I lifted my head like a cat to prod Betty’s fingertips and remind her of her job. Her fingers automatically hooked a strand of my hair and began winding it into a knot. I knew that I was not to repeat anything that was said on the couch. It made me feel a little squirmy to eavesdrop on them, but I liked the head scratching too much to pull myself away.

I must have fallen asleep under the bouncy horse, because I didn’t remember how I got into bed when Mom pushed open my bedroom door with such force it slammed into the wall, jarring me awake. She yanked open dresser drawers, and tossed fistfuls of my clothing into a white suitcase with satiny orange lining. I sat up and tried to adjust my focus, but she was moving so fast she stayed blurry.

“Five minutes,” she said, standing still for a second. “I’m going to get your brother. Be dressed by the time I get back.”

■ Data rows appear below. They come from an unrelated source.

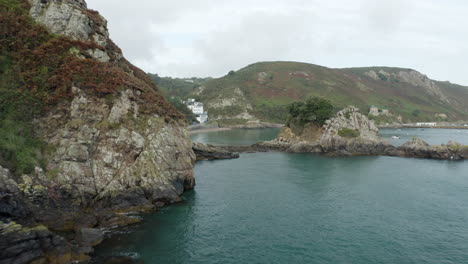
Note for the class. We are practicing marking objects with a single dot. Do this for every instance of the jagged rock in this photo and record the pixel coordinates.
(421, 149)
(90, 236)
(20, 245)
(210, 152)
(11, 205)
(108, 152)
(72, 18)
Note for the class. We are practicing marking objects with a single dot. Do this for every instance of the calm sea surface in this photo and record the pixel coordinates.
(301, 208)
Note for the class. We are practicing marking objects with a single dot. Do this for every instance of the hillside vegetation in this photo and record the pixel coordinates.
(38, 70)
(263, 91)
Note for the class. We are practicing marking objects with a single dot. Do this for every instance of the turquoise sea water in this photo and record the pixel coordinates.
(236, 137)
(302, 208)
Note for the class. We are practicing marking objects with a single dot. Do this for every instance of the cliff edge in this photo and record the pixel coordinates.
(107, 141)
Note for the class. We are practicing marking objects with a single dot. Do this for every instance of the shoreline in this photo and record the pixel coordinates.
(414, 126)
(207, 130)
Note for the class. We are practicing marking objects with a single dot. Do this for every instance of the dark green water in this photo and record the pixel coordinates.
(236, 136)
(434, 136)
(300, 208)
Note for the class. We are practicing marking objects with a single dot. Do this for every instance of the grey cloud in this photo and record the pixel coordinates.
(208, 38)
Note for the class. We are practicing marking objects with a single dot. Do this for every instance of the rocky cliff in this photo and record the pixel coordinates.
(349, 133)
(263, 90)
(110, 143)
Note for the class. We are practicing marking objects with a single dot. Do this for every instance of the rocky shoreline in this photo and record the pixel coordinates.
(416, 148)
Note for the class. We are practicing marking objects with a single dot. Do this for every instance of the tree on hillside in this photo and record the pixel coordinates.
(313, 110)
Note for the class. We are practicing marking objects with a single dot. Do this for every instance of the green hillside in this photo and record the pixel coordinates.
(262, 90)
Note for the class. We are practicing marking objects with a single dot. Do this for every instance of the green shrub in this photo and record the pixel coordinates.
(314, 110)
(349, 133)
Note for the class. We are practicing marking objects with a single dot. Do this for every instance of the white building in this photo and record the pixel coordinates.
(426, 124)
(197, 109)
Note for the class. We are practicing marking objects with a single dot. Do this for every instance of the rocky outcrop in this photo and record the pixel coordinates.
(114, 148)
(210, 152)
(347, 133)
(72, 19)
(351, 133)
(420, 149)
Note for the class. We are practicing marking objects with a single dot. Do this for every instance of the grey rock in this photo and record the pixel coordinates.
(90, 236)
(210, 152)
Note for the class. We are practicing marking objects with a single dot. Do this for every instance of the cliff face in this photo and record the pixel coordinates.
(263, 90)
(347, 133)
(112, 144)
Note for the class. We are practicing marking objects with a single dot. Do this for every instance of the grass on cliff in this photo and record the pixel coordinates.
(285, 82)
(314, 110)
(348, 133)
(38, 70)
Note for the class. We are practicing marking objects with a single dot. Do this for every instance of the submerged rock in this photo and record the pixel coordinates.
(210, 152)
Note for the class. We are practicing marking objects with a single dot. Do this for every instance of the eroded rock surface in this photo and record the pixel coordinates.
(209, 152)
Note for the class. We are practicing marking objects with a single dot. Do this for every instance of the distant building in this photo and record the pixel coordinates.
(202, 118)
(197, 109)
(426, 124)
(374, 111)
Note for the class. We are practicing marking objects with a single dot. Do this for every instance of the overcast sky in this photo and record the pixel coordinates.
(186, 38)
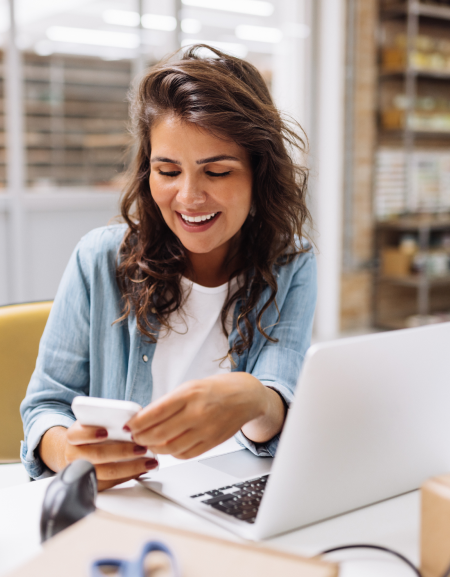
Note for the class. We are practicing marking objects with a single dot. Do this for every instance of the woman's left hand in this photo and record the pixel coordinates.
(203, 413)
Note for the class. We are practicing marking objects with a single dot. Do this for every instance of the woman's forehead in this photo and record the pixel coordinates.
(174, 133)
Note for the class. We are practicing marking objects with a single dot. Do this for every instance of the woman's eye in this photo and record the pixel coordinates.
(171, 173)
(209, 173)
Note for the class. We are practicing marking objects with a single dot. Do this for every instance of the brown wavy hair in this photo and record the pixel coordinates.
(228, 97)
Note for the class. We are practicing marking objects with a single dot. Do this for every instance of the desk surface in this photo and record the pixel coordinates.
(393, 523)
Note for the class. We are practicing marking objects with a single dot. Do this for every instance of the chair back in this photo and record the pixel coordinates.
(21, 328)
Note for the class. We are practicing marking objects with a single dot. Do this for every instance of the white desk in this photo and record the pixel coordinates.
(393, 523)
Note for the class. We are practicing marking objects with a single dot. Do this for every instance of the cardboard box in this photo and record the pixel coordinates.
(435, 527)
(102, 535)
(395, 262)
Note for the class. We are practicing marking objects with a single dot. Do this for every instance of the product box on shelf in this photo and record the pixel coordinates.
(435, 527)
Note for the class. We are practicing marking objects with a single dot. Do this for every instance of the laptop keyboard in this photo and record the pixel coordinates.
(240, 500)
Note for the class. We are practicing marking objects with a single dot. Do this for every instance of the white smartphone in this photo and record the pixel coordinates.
(108, 413)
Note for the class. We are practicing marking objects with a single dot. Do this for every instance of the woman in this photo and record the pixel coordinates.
(200, 306)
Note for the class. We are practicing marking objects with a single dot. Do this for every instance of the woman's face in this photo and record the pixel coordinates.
(202, 184)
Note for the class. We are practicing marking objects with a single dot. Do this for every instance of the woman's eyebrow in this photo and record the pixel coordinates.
(217, 159)
(201, 161)
(163, 159)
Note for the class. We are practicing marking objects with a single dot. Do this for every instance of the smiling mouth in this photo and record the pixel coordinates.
(199, 220)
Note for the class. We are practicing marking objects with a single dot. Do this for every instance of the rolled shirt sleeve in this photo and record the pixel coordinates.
(62, 367)
(278, 364)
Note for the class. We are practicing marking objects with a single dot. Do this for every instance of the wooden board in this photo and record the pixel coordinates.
(103, 535)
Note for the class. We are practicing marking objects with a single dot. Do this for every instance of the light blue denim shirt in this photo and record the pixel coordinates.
(83, 353)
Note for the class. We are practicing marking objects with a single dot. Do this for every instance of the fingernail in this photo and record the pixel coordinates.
(101, 433)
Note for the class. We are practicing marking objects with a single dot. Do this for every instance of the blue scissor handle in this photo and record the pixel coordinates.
(135, 568)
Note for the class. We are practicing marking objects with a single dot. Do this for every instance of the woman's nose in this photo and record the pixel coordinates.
(191, 192)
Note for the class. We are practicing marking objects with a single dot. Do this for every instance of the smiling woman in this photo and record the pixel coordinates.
(200, 306)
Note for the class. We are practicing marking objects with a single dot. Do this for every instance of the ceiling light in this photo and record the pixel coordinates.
(191, 25)
(93, 37)
(43, 48)
(259, 33)
(297, 30)
(239, 50)
(121, 17)
(254, 7)
(159, 22)
(149, 21)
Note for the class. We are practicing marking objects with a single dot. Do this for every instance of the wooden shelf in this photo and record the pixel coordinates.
(421, 9)
(416, 222)
(415, 281)
(421, 73)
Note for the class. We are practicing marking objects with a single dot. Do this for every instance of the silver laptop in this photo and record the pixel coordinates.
(370, 421)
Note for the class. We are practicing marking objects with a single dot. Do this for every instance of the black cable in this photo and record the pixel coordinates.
(385, 550)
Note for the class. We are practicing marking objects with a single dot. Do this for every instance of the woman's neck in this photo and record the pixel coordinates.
(214, 268)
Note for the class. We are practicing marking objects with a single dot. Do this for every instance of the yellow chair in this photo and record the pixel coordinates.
(21, 328)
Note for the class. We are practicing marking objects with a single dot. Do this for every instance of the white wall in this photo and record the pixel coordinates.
(52, 225)
(3, 253)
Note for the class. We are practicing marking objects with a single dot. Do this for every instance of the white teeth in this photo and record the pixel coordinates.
(198, 218)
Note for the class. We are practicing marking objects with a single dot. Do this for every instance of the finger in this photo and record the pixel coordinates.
(79, 434)
(156, 413)
(178, 445)
(102, 485)
(170, 429)
(106, 452)
(127, 469)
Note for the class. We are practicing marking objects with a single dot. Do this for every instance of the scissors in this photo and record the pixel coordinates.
(135, 568)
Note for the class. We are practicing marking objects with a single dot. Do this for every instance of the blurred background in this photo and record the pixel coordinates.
(369, 81)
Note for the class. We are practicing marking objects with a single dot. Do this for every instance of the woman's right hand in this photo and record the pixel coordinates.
(114, 461)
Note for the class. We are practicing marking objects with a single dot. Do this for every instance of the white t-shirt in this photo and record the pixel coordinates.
(196, 346)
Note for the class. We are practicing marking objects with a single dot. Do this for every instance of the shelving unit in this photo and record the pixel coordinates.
(414, 131)
(2, 128)
(76, 120)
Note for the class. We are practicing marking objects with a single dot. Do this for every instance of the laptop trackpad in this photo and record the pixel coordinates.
(242, 464)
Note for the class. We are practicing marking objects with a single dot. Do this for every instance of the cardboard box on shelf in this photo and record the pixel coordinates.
(395, 262)
(435, 527)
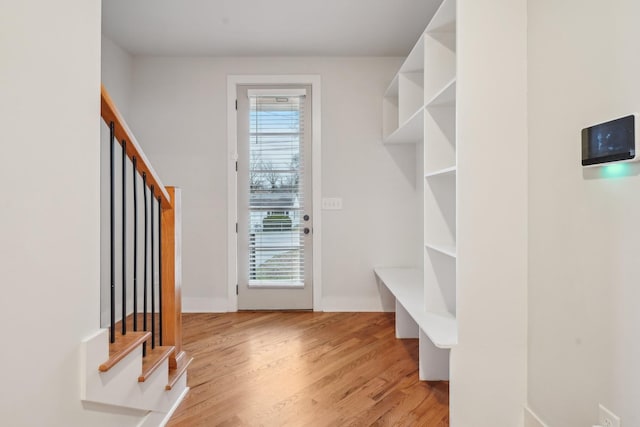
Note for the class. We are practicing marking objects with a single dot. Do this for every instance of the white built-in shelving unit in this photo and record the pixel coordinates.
(419, 107)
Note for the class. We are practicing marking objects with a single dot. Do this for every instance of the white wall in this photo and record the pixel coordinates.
(488, 366)
(584, 321)
(178, 112)
(49, 80)
(117, 74)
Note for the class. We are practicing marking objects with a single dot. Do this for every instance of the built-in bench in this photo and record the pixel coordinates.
(437, 331)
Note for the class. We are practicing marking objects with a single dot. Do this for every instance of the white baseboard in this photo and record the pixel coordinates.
(204, 305)
(531, 419)
(345, 304)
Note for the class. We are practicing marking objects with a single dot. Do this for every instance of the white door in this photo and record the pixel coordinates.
(275, 228)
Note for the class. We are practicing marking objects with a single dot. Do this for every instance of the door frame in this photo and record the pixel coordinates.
(232, 185)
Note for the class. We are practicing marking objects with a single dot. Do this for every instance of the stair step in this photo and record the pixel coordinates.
(124, 345)
(175, 373)
(153, 360)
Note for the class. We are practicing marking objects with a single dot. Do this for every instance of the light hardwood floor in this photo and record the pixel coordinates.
(305, 369)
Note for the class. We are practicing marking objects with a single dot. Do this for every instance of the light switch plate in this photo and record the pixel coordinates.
(331, 203)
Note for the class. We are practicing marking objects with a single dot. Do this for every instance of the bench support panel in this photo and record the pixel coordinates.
(406, 327)
(434, 361)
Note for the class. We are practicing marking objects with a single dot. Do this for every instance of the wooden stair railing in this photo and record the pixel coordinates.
(169, 201)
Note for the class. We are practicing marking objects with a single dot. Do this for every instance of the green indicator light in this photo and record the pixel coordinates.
(615, 170)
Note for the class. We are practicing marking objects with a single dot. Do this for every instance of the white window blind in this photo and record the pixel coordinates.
(276, 197)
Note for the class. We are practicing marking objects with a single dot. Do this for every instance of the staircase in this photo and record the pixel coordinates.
(127, 367)
(117, 375)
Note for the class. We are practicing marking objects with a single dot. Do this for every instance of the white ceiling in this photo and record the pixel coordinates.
(266, 27)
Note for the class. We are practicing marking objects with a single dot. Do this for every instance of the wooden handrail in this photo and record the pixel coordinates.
(109, 114)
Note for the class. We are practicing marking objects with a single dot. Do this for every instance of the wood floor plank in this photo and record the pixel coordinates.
(305, 369)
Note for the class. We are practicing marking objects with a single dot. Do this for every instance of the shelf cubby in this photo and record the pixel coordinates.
(439, 282)
(440, 130)
(440, 210)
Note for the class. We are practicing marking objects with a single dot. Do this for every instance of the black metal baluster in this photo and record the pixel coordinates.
(153, 272)
(112, 302)
(146, 261)
(135, 243)
(124, 237)
(160, 270)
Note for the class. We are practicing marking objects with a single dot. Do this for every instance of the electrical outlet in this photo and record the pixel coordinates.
(606, 418)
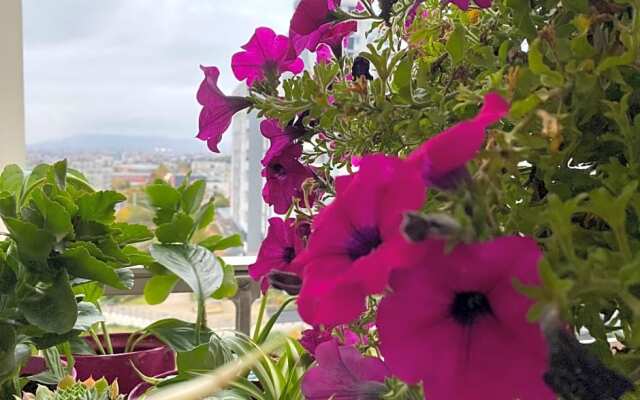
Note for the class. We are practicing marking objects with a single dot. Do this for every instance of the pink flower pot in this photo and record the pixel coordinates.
(142, 388)
(151, 357)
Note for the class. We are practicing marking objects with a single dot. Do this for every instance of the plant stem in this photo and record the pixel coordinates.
(96, 339)
(201, 321)
(107, 337)
(263, 306)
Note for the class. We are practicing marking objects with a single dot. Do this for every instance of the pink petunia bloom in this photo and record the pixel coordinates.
(315, 23)
(356, 240)
(218, 109)
(311, 14)
(324, 54)
(280, 138)
(277, 252)
(464, 4)
(343, 373)
(285, 176)
(461, 309)
(265, 55)
(444, 156)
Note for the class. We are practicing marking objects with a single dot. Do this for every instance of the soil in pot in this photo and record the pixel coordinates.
(151, 357)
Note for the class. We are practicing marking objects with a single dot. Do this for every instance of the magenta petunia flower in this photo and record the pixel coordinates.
(444, 156)
(314, 337)
(265, 55)
(218, 110)
(324, 54)
(277, 252)
(454, 321)
(464, 4)
(280, 138)
(357, 239)
(285, 176)
(343, 373)
(311, 14)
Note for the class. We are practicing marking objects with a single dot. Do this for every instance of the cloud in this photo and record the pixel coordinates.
(131, 66)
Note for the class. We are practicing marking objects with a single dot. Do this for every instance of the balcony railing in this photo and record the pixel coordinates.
(248, 290)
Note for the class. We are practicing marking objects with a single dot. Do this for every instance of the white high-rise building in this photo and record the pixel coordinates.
(248, 210)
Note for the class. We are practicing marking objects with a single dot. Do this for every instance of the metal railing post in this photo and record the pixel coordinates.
(248, 293)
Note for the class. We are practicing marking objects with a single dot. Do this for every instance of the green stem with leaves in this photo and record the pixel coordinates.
(263, 306)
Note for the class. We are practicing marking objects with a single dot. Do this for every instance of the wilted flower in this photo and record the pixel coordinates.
(455, 322)
(444, 156)
(360, 69)
(277, 252)
(218, 109)
(464, 4)
(280, 138)
(266, 55)
(285, 176)
(357, 239)
(343, 373)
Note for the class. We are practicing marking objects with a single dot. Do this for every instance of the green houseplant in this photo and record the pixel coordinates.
(63, 246)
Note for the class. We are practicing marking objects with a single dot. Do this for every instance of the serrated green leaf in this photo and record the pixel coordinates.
(99, 206)
(159, 287)
(52, 307)
(177, 231)
(229, 286)
(193, 196)
(80, 263)
(163, 196)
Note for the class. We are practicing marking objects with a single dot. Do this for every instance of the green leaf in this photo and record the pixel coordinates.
(537, 65)
(91, 292)
(179, 335)
(456, 45)
(159, 287)
(193, 196)
(206, 215)
(229, 286)
(56, 219)
(163, 196)
(177, 231)
(52, 305)
(217, 242)
(8, 342)
(99, 206)
(131, 233)
(88, 315)
(195, 265)
(8, 205)
(34, 244)
(266, 330)
(59, 172)
(80, 263)
(11, 180)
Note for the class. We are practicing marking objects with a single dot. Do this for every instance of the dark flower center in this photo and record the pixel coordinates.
(468, 306)
(288, 254)
(363, 242)
(278, 170)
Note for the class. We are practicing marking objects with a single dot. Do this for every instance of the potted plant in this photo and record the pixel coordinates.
(63, 246)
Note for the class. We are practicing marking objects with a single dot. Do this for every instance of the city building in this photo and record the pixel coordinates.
(248, 210)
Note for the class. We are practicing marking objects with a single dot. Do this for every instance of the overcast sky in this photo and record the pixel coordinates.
(131, 66)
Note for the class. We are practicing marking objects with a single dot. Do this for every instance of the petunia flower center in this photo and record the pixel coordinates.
(468, 306)
(278, 170)
(288, 254)
(363, 242)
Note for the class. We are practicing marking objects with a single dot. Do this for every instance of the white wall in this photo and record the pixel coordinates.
(12, 139)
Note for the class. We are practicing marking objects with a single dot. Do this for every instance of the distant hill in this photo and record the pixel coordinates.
(120, 144)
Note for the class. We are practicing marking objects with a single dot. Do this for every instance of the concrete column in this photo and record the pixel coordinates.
(12, 137)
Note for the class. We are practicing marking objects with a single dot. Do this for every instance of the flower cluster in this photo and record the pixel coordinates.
(409, 268)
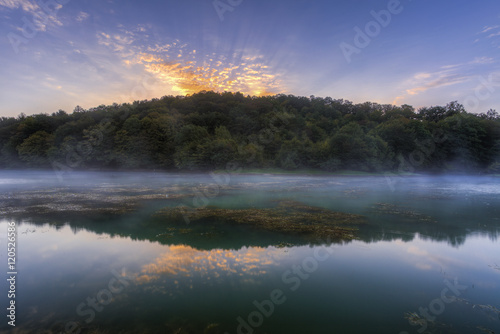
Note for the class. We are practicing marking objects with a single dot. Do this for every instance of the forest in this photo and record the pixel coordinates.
(212, 131)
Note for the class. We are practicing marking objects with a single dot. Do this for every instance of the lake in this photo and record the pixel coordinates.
(112, 252)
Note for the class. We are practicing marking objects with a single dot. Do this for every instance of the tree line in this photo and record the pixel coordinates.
(209, 130)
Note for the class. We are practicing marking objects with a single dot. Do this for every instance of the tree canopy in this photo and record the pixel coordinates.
(210, 130)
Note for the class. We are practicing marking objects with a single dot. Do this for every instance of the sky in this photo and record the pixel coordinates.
(57, 54)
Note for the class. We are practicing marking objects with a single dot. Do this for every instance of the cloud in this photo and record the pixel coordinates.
(447, 75)
(181, 261)
(494, 35)
(41, 16)
(188, 78)
(486, 29)
(82, 16)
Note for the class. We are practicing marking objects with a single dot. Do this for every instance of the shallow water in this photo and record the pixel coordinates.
(427, 258)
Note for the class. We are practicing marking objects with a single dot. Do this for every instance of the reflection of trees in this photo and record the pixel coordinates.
(211, 235)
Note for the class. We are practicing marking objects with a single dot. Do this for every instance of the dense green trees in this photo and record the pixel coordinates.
(210, 130)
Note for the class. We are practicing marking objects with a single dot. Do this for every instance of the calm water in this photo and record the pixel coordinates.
(427, 259)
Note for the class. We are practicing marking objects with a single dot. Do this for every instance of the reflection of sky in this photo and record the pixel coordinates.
(184, 261)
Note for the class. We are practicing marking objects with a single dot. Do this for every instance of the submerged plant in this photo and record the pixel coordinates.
(287, 217)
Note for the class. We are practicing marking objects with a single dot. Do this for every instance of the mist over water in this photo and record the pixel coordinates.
(420, 234)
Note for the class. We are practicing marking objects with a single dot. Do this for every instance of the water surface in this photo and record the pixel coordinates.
(426, 259)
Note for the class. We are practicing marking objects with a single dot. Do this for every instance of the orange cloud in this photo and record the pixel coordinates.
(186, 77)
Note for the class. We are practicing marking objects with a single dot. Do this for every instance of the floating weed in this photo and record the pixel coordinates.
(484, 329)
(287, 217)
(391, 209)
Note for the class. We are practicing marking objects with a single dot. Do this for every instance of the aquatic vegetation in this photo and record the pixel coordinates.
(491, 311)
(391, 209)
(414, 319)
(287, 217)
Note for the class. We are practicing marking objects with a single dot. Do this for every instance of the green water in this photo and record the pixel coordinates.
(429, 246)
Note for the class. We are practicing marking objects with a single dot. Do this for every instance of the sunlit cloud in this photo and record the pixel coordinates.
(447, 75)
(186, 71)
(82, 16)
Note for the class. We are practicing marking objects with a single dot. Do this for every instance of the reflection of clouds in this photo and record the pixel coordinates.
(184, 261)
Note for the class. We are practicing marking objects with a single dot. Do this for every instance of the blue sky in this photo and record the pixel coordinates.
(56, 54)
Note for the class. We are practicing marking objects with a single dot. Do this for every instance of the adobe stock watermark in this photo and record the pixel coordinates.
(483, 92)
(47, 10)
(424, 150)
(223, 6)
(292, 279)
(91, 305)
(436, 307)
(372, 29)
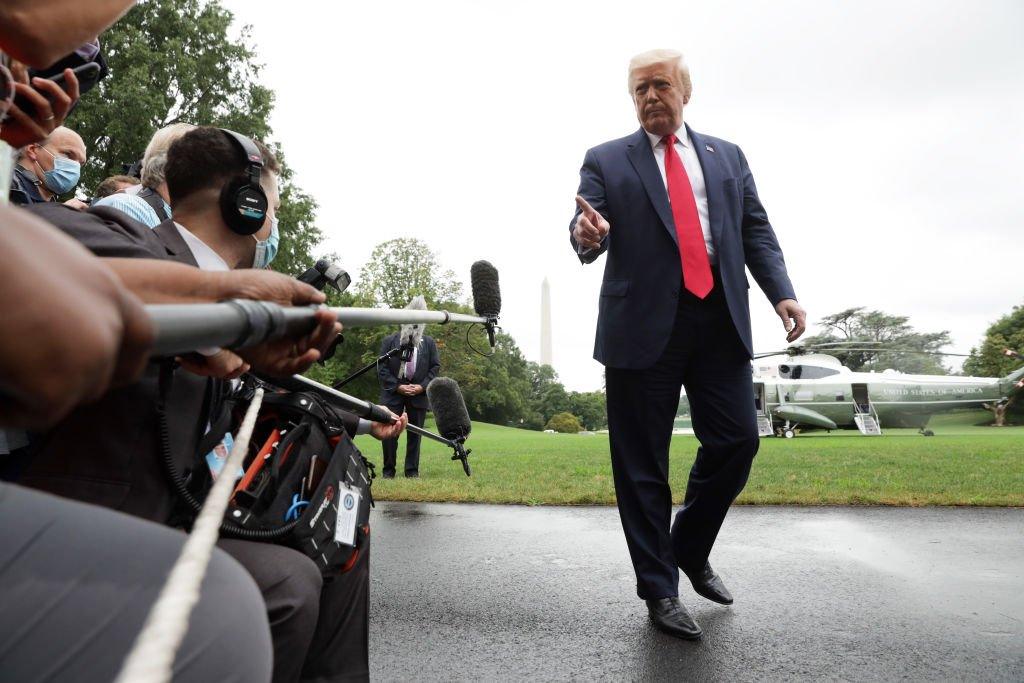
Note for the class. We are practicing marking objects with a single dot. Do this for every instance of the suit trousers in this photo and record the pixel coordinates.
(77, 583)
(706, 355)
(417, 416)
(321, 630)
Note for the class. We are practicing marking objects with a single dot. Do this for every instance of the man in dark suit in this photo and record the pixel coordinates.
(678, 214)
(109, 453)
(403, 387)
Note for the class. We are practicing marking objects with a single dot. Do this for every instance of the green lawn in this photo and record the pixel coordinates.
(963, 464)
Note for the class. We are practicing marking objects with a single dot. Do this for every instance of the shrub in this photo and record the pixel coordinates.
(566, 423)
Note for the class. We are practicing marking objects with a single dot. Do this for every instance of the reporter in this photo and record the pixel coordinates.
(40, 32)
(114, 184)
(46, 372)
(150, 204)
(48, 169)
(110, 454)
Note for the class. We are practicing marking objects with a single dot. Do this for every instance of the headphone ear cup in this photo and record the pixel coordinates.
(243, 207)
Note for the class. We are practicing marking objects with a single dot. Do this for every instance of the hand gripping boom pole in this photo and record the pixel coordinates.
(238, 324)
(182, 328)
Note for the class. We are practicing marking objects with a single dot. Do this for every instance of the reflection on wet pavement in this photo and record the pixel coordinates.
(508, 593)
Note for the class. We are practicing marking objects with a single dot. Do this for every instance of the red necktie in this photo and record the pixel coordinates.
(692, 251)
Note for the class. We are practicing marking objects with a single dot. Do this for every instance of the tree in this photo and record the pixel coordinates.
(564, 423)
(989, 358)
(401, 268)
(590, 407)
(174, 60)
(900, 346)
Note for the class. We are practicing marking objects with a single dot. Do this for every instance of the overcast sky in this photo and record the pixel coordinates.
(886, 140)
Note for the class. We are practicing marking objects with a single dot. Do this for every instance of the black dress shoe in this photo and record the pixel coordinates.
(709, 585)
(670, 615)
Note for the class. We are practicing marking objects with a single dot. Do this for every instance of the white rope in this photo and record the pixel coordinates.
(152, 658)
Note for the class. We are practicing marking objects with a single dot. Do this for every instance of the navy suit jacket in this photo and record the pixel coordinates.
(642, 272)
(428, 364)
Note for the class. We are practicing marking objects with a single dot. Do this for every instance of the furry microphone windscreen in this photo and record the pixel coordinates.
(450, 409)
(412, 334)
(486, 293)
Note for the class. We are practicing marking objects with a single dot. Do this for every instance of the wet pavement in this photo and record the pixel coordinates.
(469, 592)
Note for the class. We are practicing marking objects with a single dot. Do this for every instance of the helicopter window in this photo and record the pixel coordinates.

Mom whizzed out of my room. It was dark outside. My body felt like concrete, and I didn’t want to go out into the cold. Mom had done this before. She’d shake us awake in the middle of the night, hurry us into snow pants and hats and mittens, and run down the stairs screaming that she was going to run away. Dad would let her scurry around the house packing until she tired herself out, then he’d eventually get her to sit next to him on the couch to talk. He had a low soothing voice, and she was like a too-loud TV. From the top of the stairs, I’d listen until there was no more yelling and I heard her sniffling, the signal that the argument had passed and it was time for everybody to go back to sleep.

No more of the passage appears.